At the upper left of your Blubrry stats page, you’ll see a History section. Here are the various ways you can view this information:

  • Complete: This is the global picture of what has happened to your show over its life.
  • Monthly: a snapshot of all media consumption on all episodes that have been downloaded or played over the month in question. If an episode gets zero downloads in the reporting month, it will not show up in the report.
  • Range View: Just like it sounds, the range view allows you to choose a specific range of dates. “I find range view useful when looking at advertising reporting,” says Blubrry CEO Todd Cochrane. “I can pull the data for specific episodes over a defined period. It’s also handy to look at performance over specific periods of time.”

 

 

 

Reports:

The Reports section is where the data can get really granular, and may seem the most confusing. Here’s a rundown of each report and what it can tell you:

  • Trending is the day to day trend line. You can look at how your show trends in a global view of the entire show or you can look more closely at a specific month or episode. The reporting tool also allows you to get very granular, looking at how a specific episode has performed over its entire lifetime.”I rely on the trending line a lot,” says Cochrane. “I look for yearly, monthly and weekly trends. The trending report tells me over time if I am on the right track – if I see a dip, I know that I need to examine the show and see why. Was it due to a holiday, did I miss an episode, was I off my A game? The trending line for me also allows me to give advertisers an running average for the show month to month. I can pull the report and show them that I have had x number of listeners each month for y number of months.

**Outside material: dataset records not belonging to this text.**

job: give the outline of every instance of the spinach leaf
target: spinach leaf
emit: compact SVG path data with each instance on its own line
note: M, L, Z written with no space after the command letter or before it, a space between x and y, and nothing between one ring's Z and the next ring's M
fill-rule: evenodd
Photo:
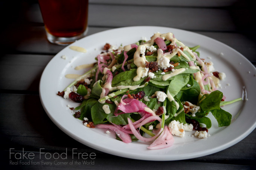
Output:
M95 104L98 102L98 100L93 98L90 98L83 101L81 105L82 105L84 104L84 105L82 107L80 107L82 108L81 109L81 116L79 119L83 120L84 117L87 117L90 121L92 121L91 114L91 109ZM75 109L80 109L78 108L78 107L76 107Z
M198 83L193 79L193 85L190 88L186 90L181 90L177 94L176 97L181 101L187 101L196 104L198 101L198 96L201 92Z
M180 91L182 87L187 84L189 80L189 74L180 74L174 76L168 87L168 91L174 97Z
M108 114L105 113L102 108L102 106L104 105L108 105L109 106L111 113L113 113L116 109L116 105L113 104L105 103L102 104L99 102L97 102L91 108L91 118L93 122L94 125L102 124L108 122L106 119Z
M117 116L114 115L114 113L111 113L108 114L107 119L108 122L116 125L127 125L128 124L128 118L131 119L131 113L124 113L120 114Z
M229 126L230 124L232 115L227 111L220 108L212 110L211 112L217 120L219 127Z
M99 99L101 96L101 94L102 92L102 88L101 86L102 83L101 80L98 80L94 84L94 86L91 89L90 96L90 98Z
M88 92L85 86L82 84L80 84L78 86L78 88L77 88L76 93L83 96L84 96L87 95Z
M219 109L219 104L223 96L222 92L219 90L212 92L209 94L205 94L203 97L206 96L200 104L203 111L210 111L214 109Z
M115 84L126 80L133 79L137 75L136 69L132 69L129 71L120 72L113 78L112 84Z

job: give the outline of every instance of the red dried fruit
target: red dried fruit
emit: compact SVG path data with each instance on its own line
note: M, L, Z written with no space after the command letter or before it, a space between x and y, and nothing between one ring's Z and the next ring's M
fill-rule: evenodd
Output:
M77 103L81 103L84 99L84 96L78 93L72 92L69 93L69 98Z
M215 71L214 72L213 72L212 74L214 76L216 77L217 78L219 78L219 73L218 71Z
M143 98L144 96L145 96L145 92L144 92L144 91L141 91L136 94L134 96L134 98L135 99L138 99L139 100L140 100Z

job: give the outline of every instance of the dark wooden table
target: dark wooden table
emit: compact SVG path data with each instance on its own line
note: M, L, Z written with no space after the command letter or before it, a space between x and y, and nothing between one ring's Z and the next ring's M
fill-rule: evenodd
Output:
M134 26L182 29L222 42L256 65L255 15L250 1L95 0L90 1L89 7L89 35ZM71 138L47 116L38 92L44 69L64 47L51 44L46 40L37 1L1 1L0 9L0 158L3 169L256 168L255 129L238 143L218 153L172 161L120 157L90 148ZM251 113L255 114L255 111ZM73 148L88 154L94 153L96 158L88 158L87 164L83 164L77 157L72 159ZM67 159L55 162L52 157L48 159L49 156L42 155L40 158L40 149L41 152L49 153L48 156L55 153L55 158L58 153L66 153ZM27 158L33 155L33 159ZM80 164L77 163L79 162ZM22 164L29 162L30 164ZM47 165L47 162L50 164Z

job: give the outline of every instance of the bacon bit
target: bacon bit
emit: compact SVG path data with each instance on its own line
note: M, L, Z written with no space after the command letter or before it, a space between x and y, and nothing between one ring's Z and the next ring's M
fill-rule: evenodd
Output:
M178 56L180 57L181 54L180 53L180 51L178 51Z
M133 99L133 96L132 96L130 93L128 94L128 97L130 99Z
M151 51L147 51L146 53L146 56L151 56L154 53L153 52L151 52Z
M76 118L79 118L81 117L81 112L79 111L77 111L74 114L74 116Z
M64 94L65 94L65 92L63 91L63 92L58 92L58 94L57 94L57 95L58 96L61 96L62 97L64 97Z
M110 48L110 45L108 43L106 43L106 44L104 46L103 49L104 49L105 50L107 50Z
M175 48L175 46L174 45L169 45L167 46L168 51L171 51L174 48Z
M174 67L176 67L176 66L178 66L178 65L179 65L179 63L174 63L174 64L172 64L172 65Z
M163 113L163 107L160 107L158 108L157 110L155 111L155 114L157 115L161 115Z
M184 107L184 112L186 114L187 114L189 112L190 110L189 107L186 108Z
M111 102L111 101L110 101L109 100L106 100L106 101L105 101L105 102L106 102L107 103L108 103L109 104L112 104L112 103L113 103L113 102Z
M219 76L219 73L218 72L218 71L215 71L214 72L212 72L212 74L213 74L213 75L217 78L218 78Z
M148 82L150 80L150 79L151 78L150 77L148 77L146 78L146 79L144 80L144 81L145 81L145 82Z

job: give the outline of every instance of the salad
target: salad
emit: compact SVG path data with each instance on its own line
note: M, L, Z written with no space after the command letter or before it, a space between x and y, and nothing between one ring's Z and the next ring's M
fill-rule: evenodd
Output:
M199 47L185 46L171 33L118 49L107 43L93 68L58 95L81 103L70 108L85 126L114 131L126 143L153 141L148 148L154 149L171 146L173 135L183 137L186 131L207 137L207 115L228 126L232 116L221 106L242 99L225 101L217 88L226 75L200 57Z

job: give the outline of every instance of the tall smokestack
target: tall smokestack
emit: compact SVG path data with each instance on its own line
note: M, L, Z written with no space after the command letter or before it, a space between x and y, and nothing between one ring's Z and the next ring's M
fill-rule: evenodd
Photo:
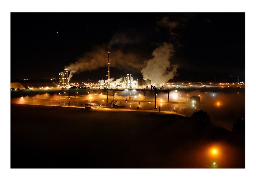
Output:
M110 53L110 51L108 51L108 79L109 80L110 79L110 72L109 72L109 65L110 65L110 63L109 63L109 53ZM109 84L109 82L108 82L108 84Z

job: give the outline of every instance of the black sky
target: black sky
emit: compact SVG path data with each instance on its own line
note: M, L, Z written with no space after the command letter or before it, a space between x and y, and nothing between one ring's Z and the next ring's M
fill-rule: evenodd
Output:
M166 16L179 22L173 30L175 39L168 29L157 26ZM214 81L216 77L217 82L227 82L230 75L234 80L239 76L245 80L244 13L12 13L11 79L58 78L65 65L94 47L108 45L117 33L140 41L113 48L136 52L144 60L152 58L157 43L173 44L171 62L179 66L174 80L189 80L190 76L192 81ZM128 72L142 78L129 68L111 69L115 79ZM105 68L75 74L72 79L105 79L107 70L106 64Z

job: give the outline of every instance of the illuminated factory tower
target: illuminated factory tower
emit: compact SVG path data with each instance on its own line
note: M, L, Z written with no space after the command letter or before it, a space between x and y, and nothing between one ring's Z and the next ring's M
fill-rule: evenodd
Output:
M68 84L68 69L64 69L63 72L60 72L60 85L62 87L66 87Z
M110 65L110 63L109 63L109 53L110 52L108 51L108 79L109 80L110 79L110 72L109 72L109 65ZM109 84L109 80L108 80L108 85Z

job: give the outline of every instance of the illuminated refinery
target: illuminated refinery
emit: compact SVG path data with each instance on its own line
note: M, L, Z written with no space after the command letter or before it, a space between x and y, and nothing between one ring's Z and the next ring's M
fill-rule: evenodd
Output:
M245 168L244 13L17 14L11 168Z

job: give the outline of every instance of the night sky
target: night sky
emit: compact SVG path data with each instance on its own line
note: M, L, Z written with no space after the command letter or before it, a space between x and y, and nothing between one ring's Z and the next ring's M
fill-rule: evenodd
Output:
M179 26L170 31L157 22L168 17ZM173 80L245 81L245 14L242 13L11 13L11 79L59 77L65 65L99 45L108 49L117 34L132 42L116 44L141 62L151 58L157 44L173 44L171 64L179 65ZM131 53L131 54L132 54ZM106 53L107 58L107 53ZM72 81L105 79L105 67L74 75ZM111 67L115 79L140 71Z

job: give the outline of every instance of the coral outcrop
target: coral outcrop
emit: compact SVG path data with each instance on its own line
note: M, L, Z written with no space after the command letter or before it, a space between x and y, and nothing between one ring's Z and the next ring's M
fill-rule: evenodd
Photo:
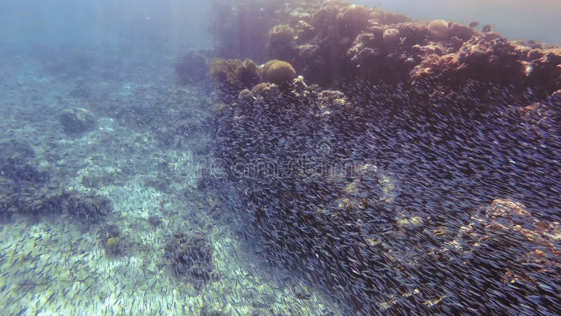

This build trust with the media buyer.”
  • Distribution details how your show is being consumed across categories like web browsers, podcatchers, mobile apps, and so on.  This is a quick look at how your audience is accessing your podcast, and can again be detailed down to the specific episode.
  • Platforms then breaks the distribution down by Windows, Apple, Linux, iOS, Andorid, piecing out the data so you can see how the podcast is being consumed. Each of these pieces allow you to get a close-up snapshot of what’s happening, and may help you identify and engage with small sectors of your audience. “On my own show I give a shoutout to the Blackberry users that are listening,” says Cochrane. “While they are a small minority, this lets them know I know they are out there.”
  • Clients is a deep dive into how your podcast is being consumed. If, for example, you wanted to know how many listeners are using the iPodder desktop application, or PocketCast mobile app, this report will give you that information. With over 160 clients currently being reported on, this is a rich field of data just ready to be mined. “We give the podcaster the ability to see exactly how the show was accessed,” explains Cochrane. “It’s a good way to measure growing numbers of Android subscribers and where to focus messaging in the show and on social to attract segments of listeners that have not yet subscribed.”
  • Geography simply shows you where your audience is listening, and Blubrry’s regional reporting continues to become more specific and robust. Using this data, you can acknowledge larger sections of your audience or plan live events in areas where you know listeners congregate. Or, you can use the information to make listeners in less-represented places feel special. “On my show I have a huge contingent of listeners in Texas,” Cochrane says. “So I will give a shoutout to Texas or the lone listener down in Antartica. It allows me to understand how global my audience really is and keeps me grounded in remembering that some of my listeners may be expats or use English as a second language.”
  • Refers and Domains deliver insights on where traffic to your show is coming from. “I often get linked to by third parties. I can actually see how many listeners those referral links drove to my show,” explains Cochrane.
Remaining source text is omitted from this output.